I’ve been a pro geek since 1985, hacking COBOL on IBM MVS System 360. Started doing DB2 in the version 2 era. I was so used to the ISPF editor that I bought a Windoze version when I started working on that platform. I’ve had formal training in Fortran, PL/I, COBOL, and assembler (both 8080 and System 360). I’ve taught myself C, C++, Java, and a bit of Perl and Python. I still have a deck of punch cards laying around the house somewhere. As an exercise, we wrote a simple ‘hello world’ type assembler program, hand translated it into machine code, and entered it into the system by setting the switches on the front of the Altair 8080.
These days I split my time between Windoze and *nix, mainly Linux and Solaris. If I need to do some quick lite editing I’ll use vi (even on Win2K thanks to RKTools) but for heavy coding I use the excellent JEdit.
Hardware geek checking in. I design chips. Which mostly amounts to years of boring Word documents, punctuated by a few blissful months of VHDL writing and simulation on a SunOS box.
Religious afilitions: bash, vi (better yet, vim), perl and pine
just wanted to through in a plug for vim for all you vi heads. It’s all the fun and power of vi, with the only the good bloat from emacs. Multiple buffer frames, multilevel undo, syntax highlighting, visual selection… shweet… (And no bloody tetris or chat).
The other day, I was trying to explain the beauty of vi to my fiancee, a devoted pico-ist. I started with simple regexp stuff that (to my knowledge) pico can’t do and worked up. (yeah, I know, that’s technically ex, not vi I was showing off). I got up to something like
when she finally broke and said: “That’s just ludicrous. LOOK at it. Don’t you see? It’s gibberish!”
Pro geek with a Comp Sci degree. I understood the subject line almost immediately. That’s in spite of the fact that I’ve done almost no *nix work in recent years. I occasionally telnet or ftp from Windows to a Unix shell and do some simple things like navigating and listing directories or transferring files. 5 or 6 years ago I was doing some pretty heavy Perl stuff under Unix. I miss it.

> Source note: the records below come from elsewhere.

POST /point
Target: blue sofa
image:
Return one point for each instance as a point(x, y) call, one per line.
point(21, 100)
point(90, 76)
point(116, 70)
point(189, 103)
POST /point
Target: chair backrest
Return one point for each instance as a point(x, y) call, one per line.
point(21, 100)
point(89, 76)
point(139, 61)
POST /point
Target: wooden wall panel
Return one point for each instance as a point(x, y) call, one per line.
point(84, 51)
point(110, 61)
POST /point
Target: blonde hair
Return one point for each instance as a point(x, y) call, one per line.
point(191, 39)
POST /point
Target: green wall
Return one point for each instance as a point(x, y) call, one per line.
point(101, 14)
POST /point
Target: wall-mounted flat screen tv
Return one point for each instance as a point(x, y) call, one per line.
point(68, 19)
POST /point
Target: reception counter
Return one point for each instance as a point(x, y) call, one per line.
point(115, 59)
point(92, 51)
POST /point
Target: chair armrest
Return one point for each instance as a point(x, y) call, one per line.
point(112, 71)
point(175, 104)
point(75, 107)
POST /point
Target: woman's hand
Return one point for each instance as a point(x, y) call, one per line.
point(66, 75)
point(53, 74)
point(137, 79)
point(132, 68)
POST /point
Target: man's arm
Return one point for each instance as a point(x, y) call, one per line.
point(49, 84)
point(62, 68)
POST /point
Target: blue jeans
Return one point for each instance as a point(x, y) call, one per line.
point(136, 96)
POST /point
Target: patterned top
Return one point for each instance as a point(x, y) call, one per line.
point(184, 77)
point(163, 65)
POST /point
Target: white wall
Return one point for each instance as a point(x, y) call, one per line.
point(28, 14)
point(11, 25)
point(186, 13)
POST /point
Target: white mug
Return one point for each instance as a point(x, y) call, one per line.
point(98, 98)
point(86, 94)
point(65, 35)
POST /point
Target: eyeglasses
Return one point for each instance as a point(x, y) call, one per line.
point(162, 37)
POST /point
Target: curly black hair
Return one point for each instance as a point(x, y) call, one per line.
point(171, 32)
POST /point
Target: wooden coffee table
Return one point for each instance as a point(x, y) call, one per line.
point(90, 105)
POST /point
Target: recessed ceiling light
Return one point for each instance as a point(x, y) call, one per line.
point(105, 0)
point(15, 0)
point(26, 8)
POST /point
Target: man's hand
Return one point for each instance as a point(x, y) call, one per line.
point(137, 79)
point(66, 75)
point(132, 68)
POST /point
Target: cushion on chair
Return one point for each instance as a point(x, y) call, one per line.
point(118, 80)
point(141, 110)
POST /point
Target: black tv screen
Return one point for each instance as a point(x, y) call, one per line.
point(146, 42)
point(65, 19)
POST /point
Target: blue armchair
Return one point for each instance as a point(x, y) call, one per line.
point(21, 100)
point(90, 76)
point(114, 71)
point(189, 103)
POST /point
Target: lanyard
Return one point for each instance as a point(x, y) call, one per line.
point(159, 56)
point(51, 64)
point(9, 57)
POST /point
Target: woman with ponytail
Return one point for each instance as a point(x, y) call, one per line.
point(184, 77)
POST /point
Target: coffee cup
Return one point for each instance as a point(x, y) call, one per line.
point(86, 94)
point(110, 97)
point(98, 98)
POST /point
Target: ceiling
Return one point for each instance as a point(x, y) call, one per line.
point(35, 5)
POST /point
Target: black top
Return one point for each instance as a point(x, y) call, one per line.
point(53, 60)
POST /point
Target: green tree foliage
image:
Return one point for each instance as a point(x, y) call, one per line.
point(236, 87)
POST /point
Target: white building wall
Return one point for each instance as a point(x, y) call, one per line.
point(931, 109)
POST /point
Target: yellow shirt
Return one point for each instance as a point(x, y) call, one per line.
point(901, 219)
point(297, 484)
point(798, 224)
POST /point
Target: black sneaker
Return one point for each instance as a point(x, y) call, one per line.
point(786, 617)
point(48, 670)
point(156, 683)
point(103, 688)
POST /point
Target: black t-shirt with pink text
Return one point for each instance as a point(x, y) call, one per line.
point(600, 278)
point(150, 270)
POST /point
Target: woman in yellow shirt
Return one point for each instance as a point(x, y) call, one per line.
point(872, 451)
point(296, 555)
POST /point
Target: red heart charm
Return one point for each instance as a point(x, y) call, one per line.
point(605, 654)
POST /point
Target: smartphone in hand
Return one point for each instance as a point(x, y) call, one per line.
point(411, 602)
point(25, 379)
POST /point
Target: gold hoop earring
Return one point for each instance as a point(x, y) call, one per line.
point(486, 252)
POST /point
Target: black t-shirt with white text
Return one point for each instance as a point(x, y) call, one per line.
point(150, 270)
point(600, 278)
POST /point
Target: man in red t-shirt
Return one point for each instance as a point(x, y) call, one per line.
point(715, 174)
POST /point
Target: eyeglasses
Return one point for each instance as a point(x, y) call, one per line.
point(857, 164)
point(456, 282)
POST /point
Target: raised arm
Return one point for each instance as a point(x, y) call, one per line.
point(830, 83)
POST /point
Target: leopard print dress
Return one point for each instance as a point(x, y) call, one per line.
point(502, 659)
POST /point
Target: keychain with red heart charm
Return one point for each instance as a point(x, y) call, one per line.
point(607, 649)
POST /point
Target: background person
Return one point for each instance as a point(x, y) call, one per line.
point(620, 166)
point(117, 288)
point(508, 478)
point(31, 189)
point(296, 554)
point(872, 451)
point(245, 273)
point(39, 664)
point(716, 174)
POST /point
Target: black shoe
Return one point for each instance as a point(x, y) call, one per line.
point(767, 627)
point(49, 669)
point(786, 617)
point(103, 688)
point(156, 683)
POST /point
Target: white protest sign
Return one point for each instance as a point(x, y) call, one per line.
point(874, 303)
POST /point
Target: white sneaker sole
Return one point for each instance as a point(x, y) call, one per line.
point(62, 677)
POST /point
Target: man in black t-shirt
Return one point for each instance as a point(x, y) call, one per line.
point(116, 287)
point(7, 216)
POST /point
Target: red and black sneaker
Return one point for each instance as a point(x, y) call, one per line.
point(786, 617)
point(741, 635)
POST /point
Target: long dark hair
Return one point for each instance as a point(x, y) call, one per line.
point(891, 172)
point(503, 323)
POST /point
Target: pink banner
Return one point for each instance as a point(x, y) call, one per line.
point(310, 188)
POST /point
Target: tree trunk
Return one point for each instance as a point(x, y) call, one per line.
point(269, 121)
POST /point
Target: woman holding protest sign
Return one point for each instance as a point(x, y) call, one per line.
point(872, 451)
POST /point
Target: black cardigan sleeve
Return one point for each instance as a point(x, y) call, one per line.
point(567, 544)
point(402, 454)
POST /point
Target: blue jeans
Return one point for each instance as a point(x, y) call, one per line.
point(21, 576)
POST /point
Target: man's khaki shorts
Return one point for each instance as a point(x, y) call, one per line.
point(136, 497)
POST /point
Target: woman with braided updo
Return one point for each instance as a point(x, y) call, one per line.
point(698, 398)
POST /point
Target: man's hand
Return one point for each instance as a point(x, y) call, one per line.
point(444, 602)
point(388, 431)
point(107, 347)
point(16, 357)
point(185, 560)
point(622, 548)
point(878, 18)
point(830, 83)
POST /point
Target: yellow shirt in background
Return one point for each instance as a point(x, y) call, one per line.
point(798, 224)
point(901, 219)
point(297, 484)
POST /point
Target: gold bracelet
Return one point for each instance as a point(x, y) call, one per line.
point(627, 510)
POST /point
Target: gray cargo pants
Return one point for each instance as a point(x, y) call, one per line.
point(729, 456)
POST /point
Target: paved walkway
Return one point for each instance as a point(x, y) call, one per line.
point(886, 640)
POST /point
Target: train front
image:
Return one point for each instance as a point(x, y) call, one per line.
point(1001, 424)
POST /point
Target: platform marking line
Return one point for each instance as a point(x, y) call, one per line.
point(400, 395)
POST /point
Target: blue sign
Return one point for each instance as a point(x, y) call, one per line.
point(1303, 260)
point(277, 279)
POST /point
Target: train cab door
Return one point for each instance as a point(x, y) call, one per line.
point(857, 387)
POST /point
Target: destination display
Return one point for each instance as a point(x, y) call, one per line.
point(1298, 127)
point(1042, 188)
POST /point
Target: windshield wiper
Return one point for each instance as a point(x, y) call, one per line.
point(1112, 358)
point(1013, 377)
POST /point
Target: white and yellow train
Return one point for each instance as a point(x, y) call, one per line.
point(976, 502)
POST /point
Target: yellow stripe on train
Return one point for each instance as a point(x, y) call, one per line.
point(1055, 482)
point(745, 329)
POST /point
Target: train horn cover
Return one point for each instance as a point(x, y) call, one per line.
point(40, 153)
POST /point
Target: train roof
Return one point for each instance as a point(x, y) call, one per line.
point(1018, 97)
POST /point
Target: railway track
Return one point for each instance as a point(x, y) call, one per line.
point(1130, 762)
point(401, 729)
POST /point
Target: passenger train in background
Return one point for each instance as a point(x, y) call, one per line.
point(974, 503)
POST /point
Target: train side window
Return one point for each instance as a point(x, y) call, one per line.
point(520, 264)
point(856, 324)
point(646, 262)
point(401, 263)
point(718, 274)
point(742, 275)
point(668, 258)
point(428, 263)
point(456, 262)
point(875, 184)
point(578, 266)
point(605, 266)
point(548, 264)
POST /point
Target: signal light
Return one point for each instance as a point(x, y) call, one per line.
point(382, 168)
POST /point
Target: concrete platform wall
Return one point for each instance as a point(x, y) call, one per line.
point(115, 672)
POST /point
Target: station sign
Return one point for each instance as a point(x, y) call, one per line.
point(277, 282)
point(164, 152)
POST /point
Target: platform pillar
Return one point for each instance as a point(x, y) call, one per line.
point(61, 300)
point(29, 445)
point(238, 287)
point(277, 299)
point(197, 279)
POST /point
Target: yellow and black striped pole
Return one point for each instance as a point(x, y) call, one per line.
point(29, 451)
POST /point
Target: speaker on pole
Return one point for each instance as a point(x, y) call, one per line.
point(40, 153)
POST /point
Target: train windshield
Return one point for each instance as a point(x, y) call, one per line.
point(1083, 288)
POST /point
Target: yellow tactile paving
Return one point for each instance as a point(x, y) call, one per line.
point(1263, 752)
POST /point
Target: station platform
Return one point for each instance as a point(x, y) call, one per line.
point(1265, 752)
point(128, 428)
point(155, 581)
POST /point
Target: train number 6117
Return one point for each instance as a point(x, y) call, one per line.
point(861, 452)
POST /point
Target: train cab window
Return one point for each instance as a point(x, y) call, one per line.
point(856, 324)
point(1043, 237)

Look here, I’m a QA/CM specialist. I don’t care what you guys do as long as it is version controlled in a suitable repository, has been appropriately tested and approved by the users.
… you want me to compile what? have it to the users by when…?
…and meanwhile, you have me: GOAT (geek of all trades: master of none), who uses whatever gets the job done.
Wish I had more time to play about with *nix systems, however. Need to get back up to speed on 'em, but like davidm, I understood the subject line pretty quickly.
What, no test scripts in a closed loop test lab Opengrave?
'nother geek here too. Although not actively programming anymore, I did a lot of PL/SQL in Oracle, on UNIX. I usually used telnet session(s) against piped into an HP box with UNIX v11.x. I used VI all the time, hands down. I love it. In the office we use Linux. The powers-that-be feel that Linux is more virile than eunuchs. Okay, cheaper at least.
I did have OpenBSD on one of my boxes at home for months, but I eventually scrapped it and went back to Linux. OpenBSD kicked ass, no doubt about it, but Linux could easily support some routing trickery that OpenBSD couldn’t, at least not at the pf/ipf level.